Ariston stopped in front of the open hatch. Three yellow-suited individuals stood inside the airlock. One stood in the hatchway with a palm out toward him while another pointed a small weapon at the ground in front of him.

He stepped aside so Mick could talk to her people. He wasn’t sure why he assumed she was in charge, rather than being some security officer who had been sent out to scout, but he felt confident that she was.

“Captain?” the one with the gun asked as Mick stepped up beside Ariston. “Is he coming in, or…?”

“Where’s Dr. Garcia?” a second man asked, pointing at his shoulder with the hand that wasn’t blocking Ariston. Whatever that yellow suit was for, it wasn’t blocking weapons fire. An en-bolt had sizzled through the material, probably cutting through his flesh too.

“Dead,” Mick said grimly.

Dead?” All three suited people said at once.

“The thugs that jumped out of that first shuttle shot him before I could do anything to stop them.” Mick sounded disgusted with herself.

It wasn’t logical—she couldn’t have been expected to win against so many—but Ariston understood the feeling.

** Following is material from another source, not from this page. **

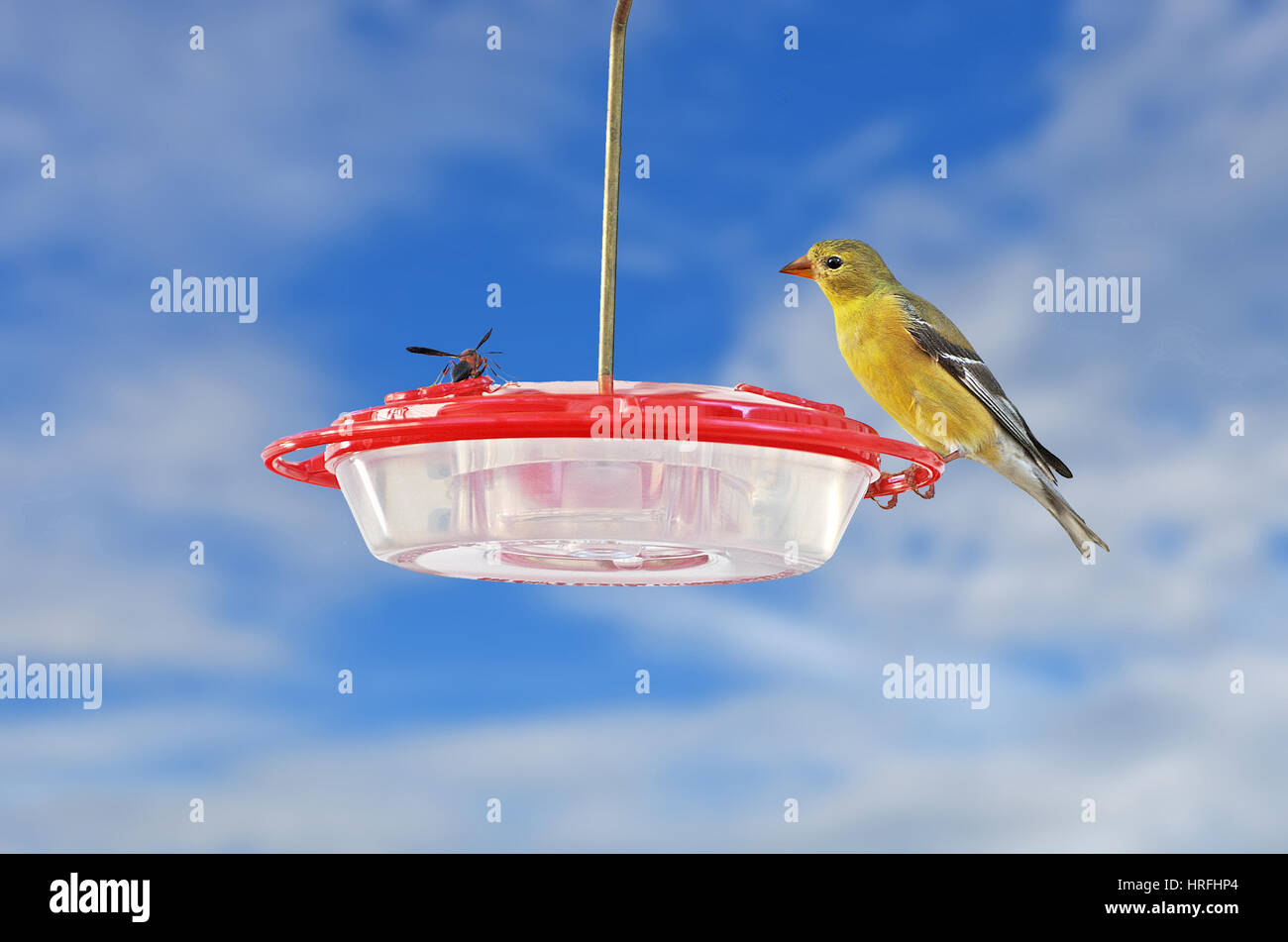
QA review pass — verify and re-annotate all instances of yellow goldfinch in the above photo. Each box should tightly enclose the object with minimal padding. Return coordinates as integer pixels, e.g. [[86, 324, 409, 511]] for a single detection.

His wife had been like that. Commanders—good commanders—felt responsible for their people and didn’t forgive themselves when subordinates were lost under their command.

“Thugs?” One man looked at Ariston.

He clenched his teeth but didn’t say anything in his own defense, reminding himself that it would be better if these people didn’t know who he was. He would stick to the story he had given Mick.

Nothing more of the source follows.